Sehe ich das richtig, wenn man eine eigene Boot Partition verwendet und diese in Fstab nicht automatisch mounten läßt, dann kann ein eventueller Angreifer nur einen gefakten Kernel einspielen wenn er volle Root Rechte hat? Oder ist das von mir zu simpel gedacht?

Ach ja ich beziehe das auf einen monolithischen Kernel, also ohne Modul Support.

----------

## slick

Ja, würde ich so sagen. Aber da der Angreifer sehr wahrscheinlich auch root-Rechte benötigt wenn /boot bereits gemountet wäre, macht es keinen Unterschied denke ich mal ob man jetzt /boot auf einer extra-Partition hat oder nicht. Meine Schlußfolgerung: Hat er root-Rechte ist die Partitionierung egal, hat er keine dann auch  :Wink:  (zumindest wenn /boot nur durch root beschreibbar ist)

----------

## pablo_supertux

 *longinus wrote:*   

> Sehe ich das richtig, wenn man eine eigene Boot Partition verwendet und diese in Fstab nicht automatisch mounten läßt, dann kann ein eventueller Angreifer nur einen gefakten Kernel einspielen wenn er volle Root Rechte hat? Oder ist das von mir zu simpel gedacht?
> 
> Ach ja ich beziehe das auf einen monolithischen Kernel, also ohne Modul Support.

 

wer Root Rechte bekommt, kann alles machen, da bist du gar nicht geschützt, da kannst du alles mountieren usw. Und wer sich root Rechte hackt, kennst sich gut genug, um zu merken, dass die boot Partition nicht mountiert war.

 *Quote:*   

> 
> 
> Ich glaube, er hat gemeint, daß nur eines der /boot-Verzeichnisse tatsächlich den grub beinhaltet, der benutzt wird. Daß man alle anderen auch booten kann, ist ja klar -- wäre ja sonst auch blöd 
> 
> 

 

Und wozu will man GRUB in verschiedenen boot Partitionen haben? Ich verstehe das nicht.

----------

## longinus

 *slick wrote:*   

> Meine Schlußfolgerung: Hat er root-Rechte ist die Partitionierung egal, hat er keine dann auch  (zumindest wenn /boot nur durch root beschreibbar ist)

 

Meine Idee wäre halt den Root Zugriff nur über eine einzige lokale Konsole zu erlauben (geht das denn?), Nutzer der wheel Gruppe, z.B. per ssh, dürften ja dann keinen Zugriff mehr auf /boot haben?
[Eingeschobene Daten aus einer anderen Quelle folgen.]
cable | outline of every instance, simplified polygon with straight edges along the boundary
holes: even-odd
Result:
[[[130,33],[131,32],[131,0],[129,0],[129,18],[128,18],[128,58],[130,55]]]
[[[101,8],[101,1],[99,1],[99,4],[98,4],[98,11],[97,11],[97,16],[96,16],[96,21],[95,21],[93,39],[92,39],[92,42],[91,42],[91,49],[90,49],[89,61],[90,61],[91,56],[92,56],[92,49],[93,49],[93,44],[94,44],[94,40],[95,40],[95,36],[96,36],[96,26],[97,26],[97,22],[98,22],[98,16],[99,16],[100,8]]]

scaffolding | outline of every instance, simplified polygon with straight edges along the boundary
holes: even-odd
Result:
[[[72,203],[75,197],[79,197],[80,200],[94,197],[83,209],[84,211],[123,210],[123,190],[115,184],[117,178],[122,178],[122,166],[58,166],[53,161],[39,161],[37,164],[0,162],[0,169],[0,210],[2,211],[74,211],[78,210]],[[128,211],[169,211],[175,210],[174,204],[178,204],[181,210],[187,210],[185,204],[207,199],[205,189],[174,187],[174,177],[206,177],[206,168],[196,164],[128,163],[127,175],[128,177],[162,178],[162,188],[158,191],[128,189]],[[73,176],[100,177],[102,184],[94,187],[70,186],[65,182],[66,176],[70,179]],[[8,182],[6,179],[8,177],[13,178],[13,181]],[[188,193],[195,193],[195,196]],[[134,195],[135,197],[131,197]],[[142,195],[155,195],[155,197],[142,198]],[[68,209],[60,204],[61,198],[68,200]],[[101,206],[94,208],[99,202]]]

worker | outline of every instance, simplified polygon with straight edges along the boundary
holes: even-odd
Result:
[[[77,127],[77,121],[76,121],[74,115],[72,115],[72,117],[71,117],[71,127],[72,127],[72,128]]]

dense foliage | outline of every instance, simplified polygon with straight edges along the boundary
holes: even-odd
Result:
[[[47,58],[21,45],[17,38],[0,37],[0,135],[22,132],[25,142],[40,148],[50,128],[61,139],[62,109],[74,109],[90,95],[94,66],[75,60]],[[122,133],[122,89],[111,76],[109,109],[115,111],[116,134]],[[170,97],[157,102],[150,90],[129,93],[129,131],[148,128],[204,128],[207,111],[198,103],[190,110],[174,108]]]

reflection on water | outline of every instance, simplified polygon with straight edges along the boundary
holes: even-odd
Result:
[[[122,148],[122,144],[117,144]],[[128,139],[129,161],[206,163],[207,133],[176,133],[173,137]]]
Warum mich das so interessiert, man hört ja in letzter Zeit soviel von so genannten 'root-kits' und zu meinem Erschrecken mußte ich lesen das diese sogar teilweise mit monolithischen Kernel funktionieren  :Sad: 

----------

## tazinblack

Na da hab ich ja was losgetreten !

seitdem ich gentoo verwendet versuche ich immer eine eigene Partition für /boot zu haben.

Ich finde man hat das Gefühl, etwas mehr Sicherheit zu haben, auch wenns garnicht so ist.

Vielleicht aber abschließend : 

Wie man hier sieht ist das wohl Geschmackssache, also jeder wie er mag !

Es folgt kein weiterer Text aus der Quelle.